Ce que « touchent » globalement les salariés depuis trois ans est de notre point de vue insuffisant compte tenu des efforts considérables qu’ils fournissent, a fortiori avec des moyens en constante diminution. Pire, en 2020, ils se verront certes gratifier de l’intéressement négocié et signé par FO, de la participation légale, mais d’aucun supplément d’intéressement contrairement à  2018 et 2019, ni même d’une prime dite « Macron » comme en 2019… Par rapport aux deux années précédentes, le compte y est d’autant moins que les résultats financiers sont identiques.

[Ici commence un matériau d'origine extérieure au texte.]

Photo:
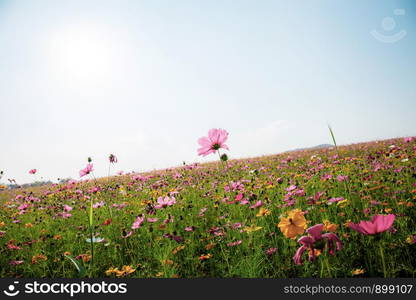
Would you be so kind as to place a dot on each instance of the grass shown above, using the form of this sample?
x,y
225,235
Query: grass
x,y
380,179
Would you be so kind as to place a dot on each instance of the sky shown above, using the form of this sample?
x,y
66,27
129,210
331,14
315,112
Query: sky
x,y
145,79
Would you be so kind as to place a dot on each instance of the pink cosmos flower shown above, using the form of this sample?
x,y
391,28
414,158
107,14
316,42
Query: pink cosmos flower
x,y
341,178
270,251
67,208
257,204
138,222
98,204
236,243
65,215
378,224
311,242
165,202
189,228
216,139
112,158
87,170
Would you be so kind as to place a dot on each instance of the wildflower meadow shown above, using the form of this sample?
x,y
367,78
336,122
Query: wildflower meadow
x,y
341,211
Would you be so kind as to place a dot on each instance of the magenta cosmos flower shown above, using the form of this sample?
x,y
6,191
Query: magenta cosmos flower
x,y
317,240
165,202
216,139
87,170
378,224
112,158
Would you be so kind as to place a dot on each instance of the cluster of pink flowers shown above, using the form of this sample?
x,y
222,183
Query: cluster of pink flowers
x,y
378,224
312,242
163,202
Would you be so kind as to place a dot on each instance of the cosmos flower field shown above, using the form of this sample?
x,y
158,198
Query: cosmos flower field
x,y
336,212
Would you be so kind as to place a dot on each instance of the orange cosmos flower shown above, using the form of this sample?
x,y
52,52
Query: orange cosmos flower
x,y
294,224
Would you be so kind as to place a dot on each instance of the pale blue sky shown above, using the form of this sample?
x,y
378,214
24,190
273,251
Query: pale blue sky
x,y
145,79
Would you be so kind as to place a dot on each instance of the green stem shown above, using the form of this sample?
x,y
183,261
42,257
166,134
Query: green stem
x,y
383,261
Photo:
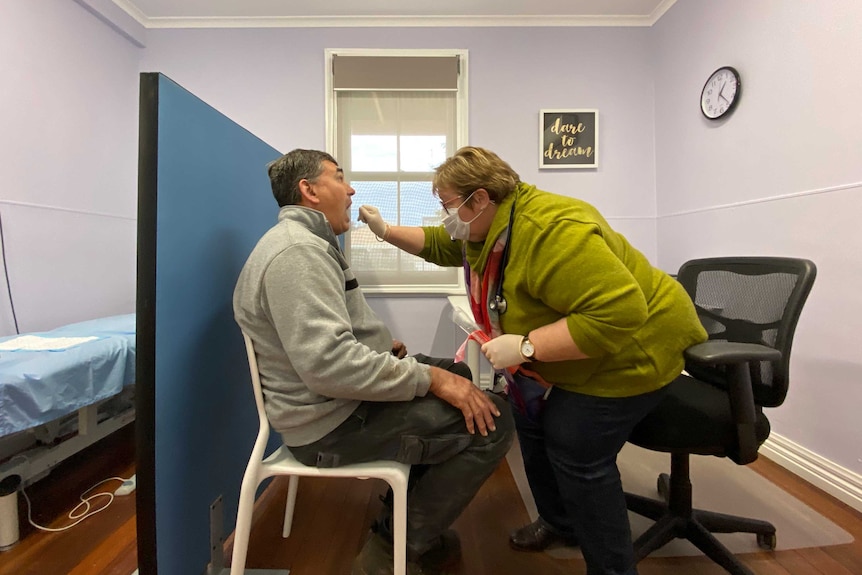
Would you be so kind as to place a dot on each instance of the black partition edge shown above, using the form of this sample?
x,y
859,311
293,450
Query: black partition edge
x,y
145,390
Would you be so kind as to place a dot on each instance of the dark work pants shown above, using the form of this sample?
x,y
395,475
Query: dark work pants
x,y
449,464
571,462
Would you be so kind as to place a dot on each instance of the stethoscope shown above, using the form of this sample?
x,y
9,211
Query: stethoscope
x,y
499,303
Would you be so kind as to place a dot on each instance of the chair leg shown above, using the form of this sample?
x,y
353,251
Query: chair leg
x,y
658,535
243,527
723,523
290,504
712,548
399,528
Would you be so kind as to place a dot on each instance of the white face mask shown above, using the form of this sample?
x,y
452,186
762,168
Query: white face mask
x,y
457,228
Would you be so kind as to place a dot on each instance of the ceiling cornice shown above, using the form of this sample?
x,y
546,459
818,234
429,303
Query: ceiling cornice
x,y
394,21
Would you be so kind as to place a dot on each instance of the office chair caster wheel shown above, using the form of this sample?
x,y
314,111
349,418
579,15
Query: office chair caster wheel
x,y
767,541
662,485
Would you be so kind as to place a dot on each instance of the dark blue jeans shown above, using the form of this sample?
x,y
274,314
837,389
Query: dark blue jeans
x,y
570,458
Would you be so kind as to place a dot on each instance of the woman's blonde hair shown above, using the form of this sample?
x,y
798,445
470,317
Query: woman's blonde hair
x,y
472,168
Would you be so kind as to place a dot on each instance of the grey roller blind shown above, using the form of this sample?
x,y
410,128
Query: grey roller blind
x,y
395,73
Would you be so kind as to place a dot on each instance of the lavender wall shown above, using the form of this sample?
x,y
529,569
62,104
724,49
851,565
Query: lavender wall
x,y
68,156
272,82
782,176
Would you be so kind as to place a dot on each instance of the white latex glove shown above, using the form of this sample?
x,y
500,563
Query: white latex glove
x,y
504,351
371,216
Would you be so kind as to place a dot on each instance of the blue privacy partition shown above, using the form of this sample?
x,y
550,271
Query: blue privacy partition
x,y
203,202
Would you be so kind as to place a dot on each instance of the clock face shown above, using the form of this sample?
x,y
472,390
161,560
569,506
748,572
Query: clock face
x,y
720,93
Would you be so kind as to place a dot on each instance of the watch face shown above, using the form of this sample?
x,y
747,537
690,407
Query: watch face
x,y
720,93
527,349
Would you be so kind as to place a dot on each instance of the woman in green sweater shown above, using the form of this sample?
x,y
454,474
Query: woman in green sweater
x,y
585,330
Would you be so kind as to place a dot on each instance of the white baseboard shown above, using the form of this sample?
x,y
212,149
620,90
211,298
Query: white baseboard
x,y
835,480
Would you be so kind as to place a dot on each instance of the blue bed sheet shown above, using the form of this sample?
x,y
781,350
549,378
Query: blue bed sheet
x,y
39,386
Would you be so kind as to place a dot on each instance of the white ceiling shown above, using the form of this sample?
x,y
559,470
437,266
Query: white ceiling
x,y
230,13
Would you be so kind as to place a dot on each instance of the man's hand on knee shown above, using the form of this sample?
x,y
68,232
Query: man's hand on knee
x,y
478,409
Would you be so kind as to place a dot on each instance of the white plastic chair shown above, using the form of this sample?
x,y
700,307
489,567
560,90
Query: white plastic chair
x,y
282,462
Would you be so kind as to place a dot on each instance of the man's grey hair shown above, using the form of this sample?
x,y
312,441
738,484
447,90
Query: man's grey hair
x,y
286,172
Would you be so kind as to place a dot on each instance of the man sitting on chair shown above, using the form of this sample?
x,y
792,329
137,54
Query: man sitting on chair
x,y
340,390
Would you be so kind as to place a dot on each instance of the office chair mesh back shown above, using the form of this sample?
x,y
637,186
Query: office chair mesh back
x,y
744,302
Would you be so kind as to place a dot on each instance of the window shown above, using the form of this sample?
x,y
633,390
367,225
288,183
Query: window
x,y
393,116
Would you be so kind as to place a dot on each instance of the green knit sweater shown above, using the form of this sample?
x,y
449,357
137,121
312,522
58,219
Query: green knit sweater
x,y
631,319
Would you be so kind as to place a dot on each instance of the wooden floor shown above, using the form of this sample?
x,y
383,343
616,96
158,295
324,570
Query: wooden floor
x,y
331,522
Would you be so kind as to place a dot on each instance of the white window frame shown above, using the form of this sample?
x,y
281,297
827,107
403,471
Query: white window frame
x,y
461,139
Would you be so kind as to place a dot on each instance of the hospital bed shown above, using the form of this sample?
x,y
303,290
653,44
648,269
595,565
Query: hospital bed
x,y
63,390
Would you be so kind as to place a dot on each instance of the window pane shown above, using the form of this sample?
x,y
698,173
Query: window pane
x,y
373,153
422,153
409,204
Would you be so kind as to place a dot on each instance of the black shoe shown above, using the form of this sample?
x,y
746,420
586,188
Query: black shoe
x,y
538,536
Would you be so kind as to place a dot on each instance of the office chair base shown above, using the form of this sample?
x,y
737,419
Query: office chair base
x,y
697,526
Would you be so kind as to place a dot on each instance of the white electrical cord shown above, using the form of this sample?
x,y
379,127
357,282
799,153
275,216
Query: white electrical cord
x,y
73,514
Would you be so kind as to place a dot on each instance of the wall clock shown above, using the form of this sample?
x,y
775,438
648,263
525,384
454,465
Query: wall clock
x,y
720,93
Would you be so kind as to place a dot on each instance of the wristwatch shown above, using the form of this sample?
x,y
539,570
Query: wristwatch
x,y
528,351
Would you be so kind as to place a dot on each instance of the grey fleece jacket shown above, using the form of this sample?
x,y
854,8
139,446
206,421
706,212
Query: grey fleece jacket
x,y
320,347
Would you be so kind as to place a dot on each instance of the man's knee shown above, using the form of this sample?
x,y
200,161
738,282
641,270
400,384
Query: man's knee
x,y
504,434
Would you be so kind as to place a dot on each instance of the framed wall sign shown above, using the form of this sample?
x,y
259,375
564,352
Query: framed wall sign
x,y
568,138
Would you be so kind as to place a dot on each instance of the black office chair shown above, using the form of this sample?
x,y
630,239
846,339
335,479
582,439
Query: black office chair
x,y
749,306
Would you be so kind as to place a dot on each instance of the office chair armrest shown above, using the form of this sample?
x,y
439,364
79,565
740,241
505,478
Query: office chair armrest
x,y
737,357
728,352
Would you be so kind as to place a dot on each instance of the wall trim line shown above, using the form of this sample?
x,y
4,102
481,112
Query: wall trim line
x,y
841,483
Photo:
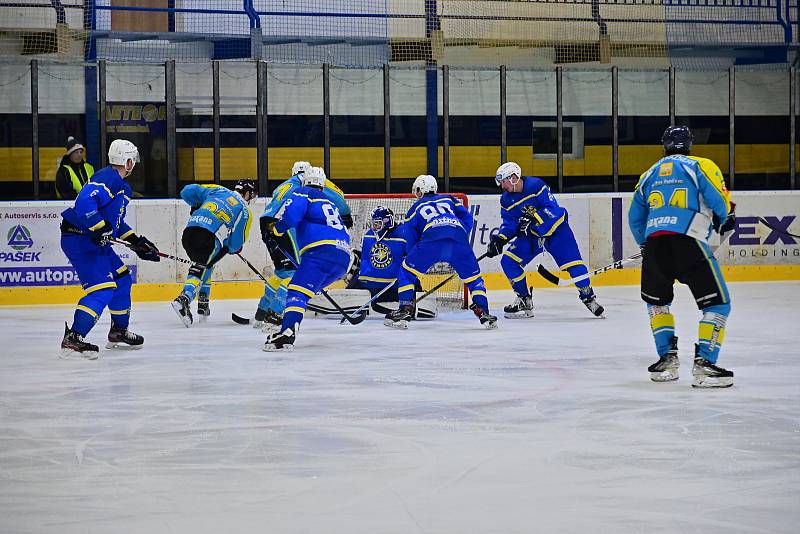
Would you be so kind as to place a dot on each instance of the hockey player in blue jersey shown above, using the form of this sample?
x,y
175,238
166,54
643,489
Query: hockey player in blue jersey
x,y
323,249
675,206
86,230
219,224
270,307
436,229
530,212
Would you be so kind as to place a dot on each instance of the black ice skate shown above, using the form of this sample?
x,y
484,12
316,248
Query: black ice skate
x,y
708,375
283,341
400,317
666,368
522,308
589,300
488,321
203,309
122,338
181,307
73,345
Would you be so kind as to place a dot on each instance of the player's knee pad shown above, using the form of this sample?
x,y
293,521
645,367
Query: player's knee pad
x,y
196,270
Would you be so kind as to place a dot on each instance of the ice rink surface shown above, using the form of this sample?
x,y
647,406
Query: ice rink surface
x,y
544,425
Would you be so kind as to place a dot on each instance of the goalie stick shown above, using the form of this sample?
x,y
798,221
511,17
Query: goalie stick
x,y
370,301
555,280
443,282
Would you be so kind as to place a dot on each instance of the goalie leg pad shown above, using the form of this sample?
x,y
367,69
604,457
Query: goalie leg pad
x,y
662,323
711,331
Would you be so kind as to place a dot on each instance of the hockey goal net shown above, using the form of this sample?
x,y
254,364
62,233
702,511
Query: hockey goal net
x,y
453,294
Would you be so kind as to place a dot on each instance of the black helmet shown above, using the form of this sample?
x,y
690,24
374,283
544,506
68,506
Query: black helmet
x,y
677,140
246,185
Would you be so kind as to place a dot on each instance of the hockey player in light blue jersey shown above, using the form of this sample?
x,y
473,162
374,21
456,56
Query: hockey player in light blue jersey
x,y
676,204
323,250
530,212
219,224
86,230
436,229
270,307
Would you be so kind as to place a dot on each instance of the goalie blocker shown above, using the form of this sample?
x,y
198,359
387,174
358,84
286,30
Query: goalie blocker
x,y
352,299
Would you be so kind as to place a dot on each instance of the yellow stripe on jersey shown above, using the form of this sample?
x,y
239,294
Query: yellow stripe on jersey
x,y
300,289
520,201
87,310
98,287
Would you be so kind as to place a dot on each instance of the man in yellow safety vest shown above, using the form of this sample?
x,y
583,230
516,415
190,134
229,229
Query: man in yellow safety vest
x,y
73,172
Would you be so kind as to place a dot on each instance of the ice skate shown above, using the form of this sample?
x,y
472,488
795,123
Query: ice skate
x,y
400,317
666,368
708,375
272,322
181,307
73,345
522,308
283,341
487,320
590,301
122,338
203,309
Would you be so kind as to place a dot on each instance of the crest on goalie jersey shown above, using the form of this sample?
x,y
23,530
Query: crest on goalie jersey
x,y
381,256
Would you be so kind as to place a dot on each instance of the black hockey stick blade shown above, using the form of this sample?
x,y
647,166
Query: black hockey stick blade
x,y
238,319
772,227
547,275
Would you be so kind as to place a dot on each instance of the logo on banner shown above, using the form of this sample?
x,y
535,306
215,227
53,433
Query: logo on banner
x,y
19,238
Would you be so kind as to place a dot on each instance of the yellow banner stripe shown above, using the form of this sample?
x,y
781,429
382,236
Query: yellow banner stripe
x,y
304,291
87,310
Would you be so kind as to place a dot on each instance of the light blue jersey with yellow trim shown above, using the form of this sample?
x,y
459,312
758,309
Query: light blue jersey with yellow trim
x,y
537,199
221,211
679,194
436,217
282,192
381,259
314,218
105,197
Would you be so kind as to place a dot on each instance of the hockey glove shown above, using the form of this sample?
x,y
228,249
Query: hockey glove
x,y
102,235
143,247
496,246
730,223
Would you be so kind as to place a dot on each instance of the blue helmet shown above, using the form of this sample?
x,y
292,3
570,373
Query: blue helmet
x,y
382,220
677,140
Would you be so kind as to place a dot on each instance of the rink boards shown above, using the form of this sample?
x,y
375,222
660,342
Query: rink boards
x,y
34,270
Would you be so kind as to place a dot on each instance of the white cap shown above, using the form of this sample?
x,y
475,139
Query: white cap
x,y
506,171
121,151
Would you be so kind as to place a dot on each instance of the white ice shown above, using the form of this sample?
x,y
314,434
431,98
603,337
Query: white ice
x,y
544,425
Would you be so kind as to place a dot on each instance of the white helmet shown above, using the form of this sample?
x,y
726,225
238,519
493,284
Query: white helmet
x,y
299,167
314,176
120,152
506,171
425,183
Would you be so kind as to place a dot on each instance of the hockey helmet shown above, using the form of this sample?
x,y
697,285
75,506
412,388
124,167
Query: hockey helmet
x,y
424,184
246,186
677,140
506,171
314,176
382,220
300,167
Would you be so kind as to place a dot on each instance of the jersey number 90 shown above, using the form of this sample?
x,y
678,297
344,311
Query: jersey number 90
x,y
429,211
332,216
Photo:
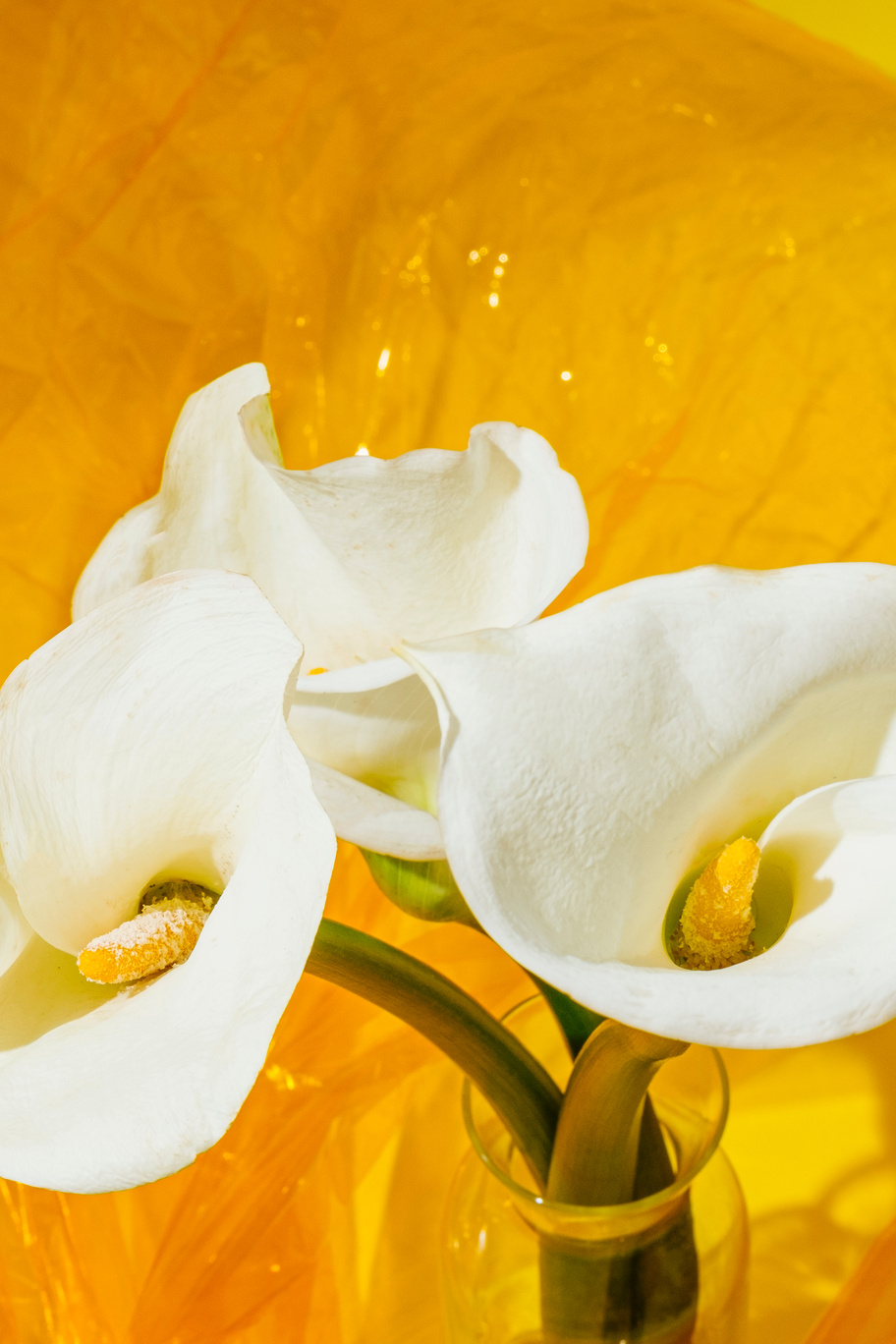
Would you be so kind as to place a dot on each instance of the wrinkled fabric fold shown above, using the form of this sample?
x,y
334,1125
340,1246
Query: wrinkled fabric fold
x,y
357,555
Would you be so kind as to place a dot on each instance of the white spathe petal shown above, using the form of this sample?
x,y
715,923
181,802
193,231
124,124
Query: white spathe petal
x,y
375,722
588,760
127,738
102,1091
361,552
375,820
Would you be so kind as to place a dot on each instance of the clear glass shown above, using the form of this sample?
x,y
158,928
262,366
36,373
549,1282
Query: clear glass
x,y
508,1252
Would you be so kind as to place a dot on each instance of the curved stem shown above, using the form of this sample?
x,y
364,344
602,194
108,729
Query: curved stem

S’agissant du « pouvoir d’achat du salaire » :

Cette année, il est carrément amputé de 1 % en niveau. En effet, l’accord national BPCE-SU-CGC ne consent que 0,5 % pour 1,5 % d’inflation (cf. indice INSEE pour 2019). La Caisse d’Épargne Côte d’Azur est en mesure de revaloriser les salaires d’au moins 1 % comme l’exige FO. Toujours est-il que le Directoire, le SU et la CGC se sont accordés pour ne pas le faire…

S’agissant des métiers du réseau :

Notre souhait de mise en place d’un dispositif objectivé d’avancement dans l’emploi en « G » des GC « experts » de ce métier de généraliste n’est cette année encore pas satisfait. Bref, à la Caisse d’Épargne Côte d’Azur, le peu de passages en « G » de nos gestionnaires de Clientèle demeurera discrétionnaire… Le salaire fixe annuel brut minimum des spécialistes juniors (CCPro, GCP ou GC ecosoc) sera désormais de 32 000 euros, mais seulement après 12 mois d’exercice de l’emploi et surtout sous condition d’atteinte des objectifs en compétences et, hélas, performances.  Chacun  sait  qu’adjoindre  « performances »  à « compétences »   est insidieux car de nature à inciter les managers à ne les évaluer précisément qu’à l’aune de leur productivité… Notre  demande  d’officialisation  du  poste  d’adjoint  au directeur d’agence (ADA) au format « polyvalent » avec une définition d’emploi dédiée et un niveau de classification spécifique est rejetée en dépit de longs échanges pendant la négociation. Par contre, conformément à une revendication FO, et par FO seulement, portée déjà l’année dernière, les DA avec une agence rattachée bénéficieront à la fois d’un salaire fixe annuel minimum de 42 000 euros pour les moins payés d’entre eux et d’une classification minimale en « I » dès lors que l’effectif CDI est au moins égal à 8 ; sachant que « I » sera également la classification des agences mono site forte d’au moins 10 salariés en CDI.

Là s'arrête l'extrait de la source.